In 2009, days before production was about to begin, production on Steven Soderbergh’s adaptation of Moneyball was put on hold. Soderbergh wanted to put elements like interviews with real-life players into the movies, and that made Sony skittish, so they fired him and replaced him with Bennett Miller with Aaron Sorkin working on the screenplay. High Flying Bird feels like it could be the movie Soderbergh wanted to make with Moneyball—an intense, cerebral, hard-hitting look at the business of sport interspersed with interviews from real athletes from that sport. The setting is now basketball instead of baseball, but you can see that Soderbergh, working from a script by Tarell Alvin McCraney is deeply interested in the business of sport and how the uneven profits spread largely to the owners at the expense of the largely black workforce who fight over the scraps. High Flying Bird is bursting with interesting ideas to the point where you wish it had more scope than it’s iPhone cinematography and two-person conversations allow.
The NBA is in a lockout, and rookie Erick Scott (Melvin Gregg) is in a precarious position by taking a loan to hold him over until the lockout ends, except there’s no end in sight as the players union and the owners have come to an impasse over splitting revenue. However, Erick’s agent, Ray Burke (André Holland) has his sights set much higher. He sees an opportunity to disrupt the league’s stranglehold on the livelihoods of its players. In the span of 72 hours, Ray outmaneuvers everyone to either break the lockout or break the league.
There are so many fascinating ideas swirling around McCraney’s script that never get pursued in a satisfactory manner. When the characters talk (and make no mistake, the majority of High Flying Bird is just characters chatting) about what it means that the league controls Erick’s “image”, that’s a captivating notion, especially with regards to race and power. You have a league comprised of white owners telling young black men how they can and cannot be seen. Now, they may pay those men for that service, but that payment is wildly disproportionate to what those owners receive. It’s not “slavery” (a term the film acknowledges is soaked in history, subtext, and emotion), but it’s certainly not equitable either. And yet because we have to always return to Ray’s machinations, the film doesn’t have time to dwell on such concepts.
That’s a shame because High Flying Bird feels like an immediate and necessary movie in an age of widening income inequality. That’s really the source of tension here—that the billionaires who own the teams will grow even wealthier while the players will have to fight with each other for what’s left—and it could easily apply to what’s happening in America right now. There are fewer jobs available and rather than upending the system, the workforce fights itself on what remains. High Flying Bird flirts with the notion of, “What if we found a different way to seize power back using 21st century technology?” but when it comes back down to Earth, its conclusions are anticlimactic. The system can’t be upended, but it can be slightly nudged.
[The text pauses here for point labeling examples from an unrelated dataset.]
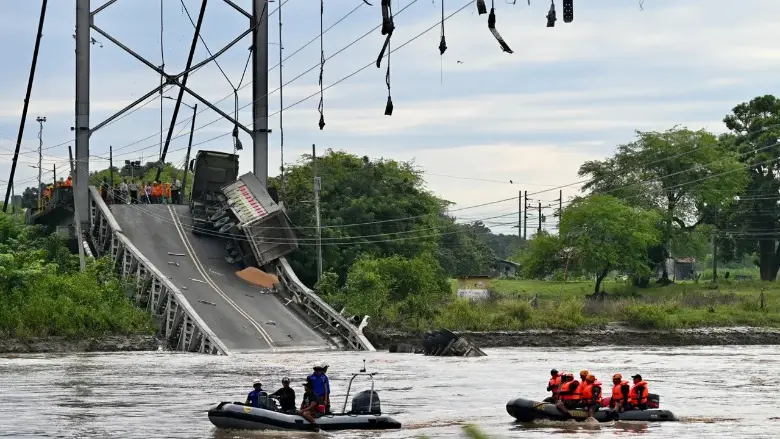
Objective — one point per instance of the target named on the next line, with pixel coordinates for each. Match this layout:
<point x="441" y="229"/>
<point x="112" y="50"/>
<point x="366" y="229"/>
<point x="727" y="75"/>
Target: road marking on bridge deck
<point x="199" y="266"/>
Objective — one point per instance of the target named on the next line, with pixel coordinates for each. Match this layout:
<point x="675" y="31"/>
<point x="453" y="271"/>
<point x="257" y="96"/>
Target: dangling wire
<point x="321" y="107"/>
<point x="568" y="11"/>
<point x="442" y="46"/>
<point x="281" y="107"/>
<point x="551" y="15"/>
<point x="388" y="26"/>
<point x="492" y="27"/>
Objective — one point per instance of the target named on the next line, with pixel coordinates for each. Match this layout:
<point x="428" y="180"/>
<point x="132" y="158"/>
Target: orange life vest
<point x="617" y="391"/>
<point x="570" y="391"/>
<point x="555" y="384"/>
<point x="634" y="397"/>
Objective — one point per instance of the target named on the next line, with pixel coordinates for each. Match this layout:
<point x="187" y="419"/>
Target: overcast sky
<point x="473" y="119"/>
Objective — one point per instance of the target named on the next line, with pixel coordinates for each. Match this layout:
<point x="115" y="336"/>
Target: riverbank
<point x="117" y="343"/>
<point x="613" y="335"/>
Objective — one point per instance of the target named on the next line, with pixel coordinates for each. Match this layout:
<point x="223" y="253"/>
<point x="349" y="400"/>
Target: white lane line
<point x="199" y="267"/>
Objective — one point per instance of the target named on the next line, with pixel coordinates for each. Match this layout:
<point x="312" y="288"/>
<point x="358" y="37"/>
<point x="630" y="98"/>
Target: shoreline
<point x="111" y="343"/>
<point x="616" y="335"/>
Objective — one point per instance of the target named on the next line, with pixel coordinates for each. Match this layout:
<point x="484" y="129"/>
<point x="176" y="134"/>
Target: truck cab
<point x="210" y="171"/>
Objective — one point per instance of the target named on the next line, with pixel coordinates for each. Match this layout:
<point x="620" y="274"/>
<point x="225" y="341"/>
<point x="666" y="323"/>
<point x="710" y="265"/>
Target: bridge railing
<point x="181" y="325"/>
<point x="328" y="318"/>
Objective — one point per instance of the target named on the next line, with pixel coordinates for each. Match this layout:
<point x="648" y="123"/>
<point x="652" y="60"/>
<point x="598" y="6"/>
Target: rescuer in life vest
<point x="590" y="394"/>
<point x="619" y="399"/>
<point x="637" y="396"/>
<point x="569" y="396"/>
<point x="554" y="385"/>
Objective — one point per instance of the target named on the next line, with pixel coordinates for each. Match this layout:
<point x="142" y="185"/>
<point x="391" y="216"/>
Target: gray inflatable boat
<point x="366" y="414"/>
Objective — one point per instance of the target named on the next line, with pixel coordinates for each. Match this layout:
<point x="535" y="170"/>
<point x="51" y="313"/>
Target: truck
<point x="210" y="171"/>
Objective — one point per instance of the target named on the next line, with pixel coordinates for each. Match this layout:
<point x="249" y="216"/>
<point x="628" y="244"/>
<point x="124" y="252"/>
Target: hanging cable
<point x="568" y="11"/>
<point x="481" y="7"/>
<point x="388" y="26"/>
<point x="492" y="27"/>
<point x="281" y="106"/>
<point x="551" y="15"/>
<point x="321" y="107"/>
<point x="442" y="46"/>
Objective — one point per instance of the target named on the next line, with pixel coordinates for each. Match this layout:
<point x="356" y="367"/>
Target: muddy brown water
<point x="719" y="392"/>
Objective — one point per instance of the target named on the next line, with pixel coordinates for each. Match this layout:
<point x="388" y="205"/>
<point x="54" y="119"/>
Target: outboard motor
<point x="363" y="403"/>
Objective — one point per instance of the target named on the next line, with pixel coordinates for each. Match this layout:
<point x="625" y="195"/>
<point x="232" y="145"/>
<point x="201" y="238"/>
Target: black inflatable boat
<point x="366" y="414"/>
<point x="526" y="410"/>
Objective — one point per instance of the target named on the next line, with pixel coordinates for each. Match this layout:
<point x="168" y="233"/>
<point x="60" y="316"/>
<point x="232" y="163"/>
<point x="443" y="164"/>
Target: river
<point x="719" y="392"/>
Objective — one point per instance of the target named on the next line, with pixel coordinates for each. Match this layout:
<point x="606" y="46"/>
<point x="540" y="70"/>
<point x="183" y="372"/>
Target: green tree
<point x="677" y="172"/>
<point x="379" y="208"/>
<point x="604" y="233"/>
<point x="755" y="217"/>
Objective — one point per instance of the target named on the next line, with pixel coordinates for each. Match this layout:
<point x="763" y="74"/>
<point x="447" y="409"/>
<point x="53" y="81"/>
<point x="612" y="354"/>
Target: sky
<point x="473" y="119"/>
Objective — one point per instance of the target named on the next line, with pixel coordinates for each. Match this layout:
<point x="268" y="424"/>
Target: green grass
<point x="562" y="305"/>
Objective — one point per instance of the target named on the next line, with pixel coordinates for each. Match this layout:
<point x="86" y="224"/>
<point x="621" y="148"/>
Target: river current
<point x="719" y="392"/>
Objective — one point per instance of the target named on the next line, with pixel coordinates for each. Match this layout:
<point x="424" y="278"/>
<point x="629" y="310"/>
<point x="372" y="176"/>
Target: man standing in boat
<point x="321" y="385"/>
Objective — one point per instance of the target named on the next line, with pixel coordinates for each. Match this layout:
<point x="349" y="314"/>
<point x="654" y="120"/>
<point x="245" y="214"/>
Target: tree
<point x="378" y="208"/>
<point x="605" y="233"/>
<point x="755" y="218"/>
<point x="677" y="172"/>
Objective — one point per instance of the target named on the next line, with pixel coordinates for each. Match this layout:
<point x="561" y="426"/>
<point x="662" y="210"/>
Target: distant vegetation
<point x="43" y="293"/>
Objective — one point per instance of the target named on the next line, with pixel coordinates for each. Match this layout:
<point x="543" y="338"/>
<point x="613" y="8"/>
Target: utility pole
<point x="540" y="218"/>
<point x="26" y="105"/>
<point x="187" y="159"/>
<point x="519" y="214"/>
<point x="111" y="165"/>
<point x="317" y="184"/>
<point x="40" y="121"/>
<point x="525" y="224"/>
And yet despite these unpursued avenues, I still found High Flying Bird dense and captivating. It’s like sitting down with someone who has studied the business of the NBA and turned it into a story that still requires your full attention. It doesn’t even really get into how players will cut their own salaries so they can play on certain teams (which seems totally ass-backwards), but you at least understand that there’s a disparity at play, and that disparity is inseparable from race (the only major white characters are Ray’s boss and a team owner). There are plenty of intricacies crammed into the film’s brief 90-minute runtime, and it leaves you wanting to learn more.
Perhaps to give the film over to the ideas presented, Soderbergh decided to go small and shoot with the iPhone, but that approach, which served him well in the psychological thriller Unsane, backfires here by making everything seem muted and stretched out. Soderbergh gets a lot of energy from his stars, especially Holland who owns the film from the moment he comes on screen, but the visuals are drab and lack the immediacy of the situation. Obviously, Soderbergh is a gifted cinematographer so he made a choice here for High Flying Bird, but the choice makes the film less compelling than it could be given the ideas discussed.
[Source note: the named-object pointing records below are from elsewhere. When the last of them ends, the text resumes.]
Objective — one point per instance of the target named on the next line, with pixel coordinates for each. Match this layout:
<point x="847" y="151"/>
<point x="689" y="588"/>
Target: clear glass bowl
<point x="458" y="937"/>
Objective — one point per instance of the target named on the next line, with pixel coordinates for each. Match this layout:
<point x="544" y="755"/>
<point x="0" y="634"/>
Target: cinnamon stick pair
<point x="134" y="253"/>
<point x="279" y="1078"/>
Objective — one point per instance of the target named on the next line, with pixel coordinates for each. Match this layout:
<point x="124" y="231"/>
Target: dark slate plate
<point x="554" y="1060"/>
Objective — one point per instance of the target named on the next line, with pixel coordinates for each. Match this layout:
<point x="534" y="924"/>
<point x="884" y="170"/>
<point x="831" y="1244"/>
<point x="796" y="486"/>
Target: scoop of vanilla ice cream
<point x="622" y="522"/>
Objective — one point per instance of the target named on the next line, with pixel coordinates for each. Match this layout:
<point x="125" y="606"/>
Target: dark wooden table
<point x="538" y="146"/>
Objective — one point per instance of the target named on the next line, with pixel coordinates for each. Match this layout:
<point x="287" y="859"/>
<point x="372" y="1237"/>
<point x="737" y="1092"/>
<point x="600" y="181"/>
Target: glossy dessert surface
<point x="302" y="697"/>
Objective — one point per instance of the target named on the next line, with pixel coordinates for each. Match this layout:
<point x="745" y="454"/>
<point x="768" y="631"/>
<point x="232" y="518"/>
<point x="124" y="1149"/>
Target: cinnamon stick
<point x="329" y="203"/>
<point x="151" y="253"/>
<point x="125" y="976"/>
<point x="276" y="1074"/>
If you’re fascinated by the business of sport, you’ll likely find High Flying Bird a riveting ride even if its plot beats are a bit rote and in service to the ideas of upending the management-labor divide that cripples athletes before they even have a chance to play a single minute of professional ball. But watching High Flying Bird, I almost wish it could be a series since there are so many interesting avenues to travel with the characters, the plotlines, and the subtext the conflicts presents. As it stands, High Flying Bird is still a fascinating look at who holds power in a business largely divided by race, but you always get the sense it could be so much more.